The Oprah Book Club finally ended in 2011 after running for 15 years after recommending 70 books to their viewers. As part of giving you the best of the best, WhytoRead has selected the top 5 books as recommended by the Oprah Book club. For the full list of books, check out the official site here.
Top 5 Oprah Book Club Books of All Time
1. The Invention of Wings: With Notes (Oprah Book Club) – Sue Monk Kidd
Amazing in every way, Sue Monk Kidd manages to excel in storytelling, character, and an inspiring if sorrowful message in her latest, “The Invention of Wings“.

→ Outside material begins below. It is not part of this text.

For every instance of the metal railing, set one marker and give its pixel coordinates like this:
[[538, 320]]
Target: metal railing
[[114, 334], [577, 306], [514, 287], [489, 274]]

2. The Light Between Oceans: A Novel (Oprah Book Club) – M.L. Stedman
Tom Sherbourne has miraculously survived World War I and finds himself in a small town in western Australia seeking work as a lighthouse keeper. His story is a love story that is both persuasive and tender.
3. The Poisonwood Bible (Oprah Book Club) – Barbara Kingsolver
This novel tells the engrossing story of quirky, feverish Baptist preacher Nathan Price who hauls his family off on a mission to the Belgian Congo in 1959. The story’s narration is shared by his wife Orleanna and their four daughters, ages 5 – 15, who seem much too tender and naive to survive the trials of harsh conditions, poor housing, language barriers, cultural clashes, and natural antagonists.
4. The Untethered Soul: The Journey Beyond Yourself (Oprah Book Club) – Michael A. Singer
With very straight forward examples, the book emphasizes the pitfalls of relying on the mind to come up with ideas for making ourselves happy. The book points out that relying on the outside world for inner happiness just simply doesn’t work. Happiness comes to us when we change and let go of ourselves at the deepest, innermost-level rather than changing the world outside.
5. The Road (Oprah Book Club) – Cormac McCarthy
“The Road“ is a work of stunning, savage, heartbreaking beauty. Set in the post-apocalyptic hell of an unending nuclear winter, Cormac McCarthy writes about a nameless man and his young son, wandering through a world gone crazy; bleak, cold, dark, where the snow falls down gray; moving south toward the coast, looking somewhere, anywhere, for life and warmth.